Creating this Blog with 11ty and Netlify.

Last edited: Mar 10, 2022

Motivation and Expectations:

I would like to share my experience and a bit of motivation for creating this blog. Recently I have been reading quite a few articles on HackerNews which are primarily intellectually stimulating and technical articles. Reading this inspired me this year to create a blog of my own. However, what has been holding me back is not wanting to get acquainted with a new CMS or the alternative, organizing pages and having to copy and paste them.

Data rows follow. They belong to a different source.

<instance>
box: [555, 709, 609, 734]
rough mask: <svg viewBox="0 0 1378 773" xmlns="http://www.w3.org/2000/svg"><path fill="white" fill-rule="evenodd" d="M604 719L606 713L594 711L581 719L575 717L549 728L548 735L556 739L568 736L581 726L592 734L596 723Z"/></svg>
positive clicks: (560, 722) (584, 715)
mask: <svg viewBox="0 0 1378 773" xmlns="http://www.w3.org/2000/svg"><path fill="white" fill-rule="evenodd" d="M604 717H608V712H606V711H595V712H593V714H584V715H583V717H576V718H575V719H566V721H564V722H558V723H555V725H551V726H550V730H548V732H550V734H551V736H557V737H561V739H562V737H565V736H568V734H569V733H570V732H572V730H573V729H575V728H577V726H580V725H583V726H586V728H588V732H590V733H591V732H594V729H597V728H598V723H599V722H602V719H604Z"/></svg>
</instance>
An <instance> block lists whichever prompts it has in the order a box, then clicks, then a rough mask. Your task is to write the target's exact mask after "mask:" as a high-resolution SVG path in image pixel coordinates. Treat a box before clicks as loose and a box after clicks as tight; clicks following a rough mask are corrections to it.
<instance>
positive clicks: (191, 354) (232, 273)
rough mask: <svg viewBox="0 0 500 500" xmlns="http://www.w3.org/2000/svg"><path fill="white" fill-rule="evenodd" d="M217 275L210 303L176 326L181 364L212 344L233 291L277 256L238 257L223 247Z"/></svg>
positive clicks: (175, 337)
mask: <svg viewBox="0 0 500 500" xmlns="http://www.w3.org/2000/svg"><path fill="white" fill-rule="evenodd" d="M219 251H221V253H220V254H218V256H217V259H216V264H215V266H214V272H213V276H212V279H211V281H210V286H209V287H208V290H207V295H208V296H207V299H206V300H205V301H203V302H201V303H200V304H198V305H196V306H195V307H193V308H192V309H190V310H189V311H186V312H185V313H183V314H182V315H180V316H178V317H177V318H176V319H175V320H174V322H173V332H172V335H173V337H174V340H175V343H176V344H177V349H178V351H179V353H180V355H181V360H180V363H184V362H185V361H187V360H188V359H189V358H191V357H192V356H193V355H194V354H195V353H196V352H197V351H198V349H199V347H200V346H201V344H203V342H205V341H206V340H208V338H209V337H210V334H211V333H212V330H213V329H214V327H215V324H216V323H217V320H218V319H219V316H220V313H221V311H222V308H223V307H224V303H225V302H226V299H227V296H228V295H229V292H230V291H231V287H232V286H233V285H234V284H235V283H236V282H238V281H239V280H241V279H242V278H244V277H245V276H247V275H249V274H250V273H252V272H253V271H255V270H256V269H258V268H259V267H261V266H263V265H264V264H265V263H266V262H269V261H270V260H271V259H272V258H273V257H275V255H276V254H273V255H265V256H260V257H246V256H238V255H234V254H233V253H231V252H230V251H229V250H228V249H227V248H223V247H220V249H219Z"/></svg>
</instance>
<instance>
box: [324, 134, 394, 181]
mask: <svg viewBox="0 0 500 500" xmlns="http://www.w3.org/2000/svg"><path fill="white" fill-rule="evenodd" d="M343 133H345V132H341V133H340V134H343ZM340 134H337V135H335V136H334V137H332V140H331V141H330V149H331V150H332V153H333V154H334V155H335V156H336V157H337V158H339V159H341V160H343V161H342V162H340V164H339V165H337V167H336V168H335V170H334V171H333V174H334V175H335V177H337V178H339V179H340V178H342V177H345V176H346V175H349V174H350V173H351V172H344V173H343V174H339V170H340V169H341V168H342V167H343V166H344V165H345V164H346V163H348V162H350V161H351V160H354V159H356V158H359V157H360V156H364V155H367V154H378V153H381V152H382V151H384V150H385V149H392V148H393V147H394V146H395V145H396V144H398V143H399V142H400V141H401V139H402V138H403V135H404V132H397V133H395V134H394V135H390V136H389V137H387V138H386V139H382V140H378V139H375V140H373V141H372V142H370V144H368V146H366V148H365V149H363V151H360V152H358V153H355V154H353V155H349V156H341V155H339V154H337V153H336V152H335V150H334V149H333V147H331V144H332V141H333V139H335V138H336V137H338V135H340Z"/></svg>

I expected to have to install tons of software or create some website with a poor wysiwyg online editor or have to write the HTML and CSS by hand. However, I have found that in 2022 creating this sort of blog is incredibly easy if you go the path that I have taken.

Stack Chosen:

I went with 11.ty for the static site generator because I am more familiar with the JS ecosystem and it had all the features that I could possibly want for this blog. For hosting, I considered github pages but I saw that Netlify had some great free hosting and url names.

With these two options, I can write a blog post in markdown, push or merge it to master, and netlify will take care of all of the build steps for me without having to fiddle with some wordpress on a Linux VPS as I have done in the past.

So without further ado, here are the steps that I used to create this blog.

How to Replicate:

  1. Finding a base template for 11.ty:

    For this I simply found a template that I liked the look of and thought would suit my needs. I found mine personally on the starter project page and went with eleventy-blog-mnml. There should be commands for you to run in the package.json file and in the README. I then forked this repo into my github account. This part is important for deployment later on.

  2. Customizing for my needs:

    For this I changed some of the scss files that I didn't like. For example, I didn't like that all of the words were lowercase so I found the scss file styles\homepage.scss and changed the p styling. I also deleted the example posts and added my own favicon.

  3. Deployment to Netlify:

    For this part I created an account at Netlify with my github credentials (be careful here, you should be able to restrict access to just your blog repo instead of the default all repos). I then created a new project with the import an existing project option. Be sure that your package.json settings match the build settings on netlify.

    Image of Netlify Settings

    Mine were correct right out of the box. After that just click "deploy site" and you should be good to go if your post is in the branch that you set to deploy.

Conclusions:

Creating a blog in a dev friendly way where I have complete control of styling and content but don't have to mess with a bunch of apache or nginx settings has come a long way from when I first tried creating one in 2011 with a VPS and LAMP server with Wordpress. I have really enjoyed creating this blog and it only took me about an hour from start to finish once I had decided on a tech stack.

I appreciate the organic nature of a blog and I am really excited about the opportunities that I think that it will provide me.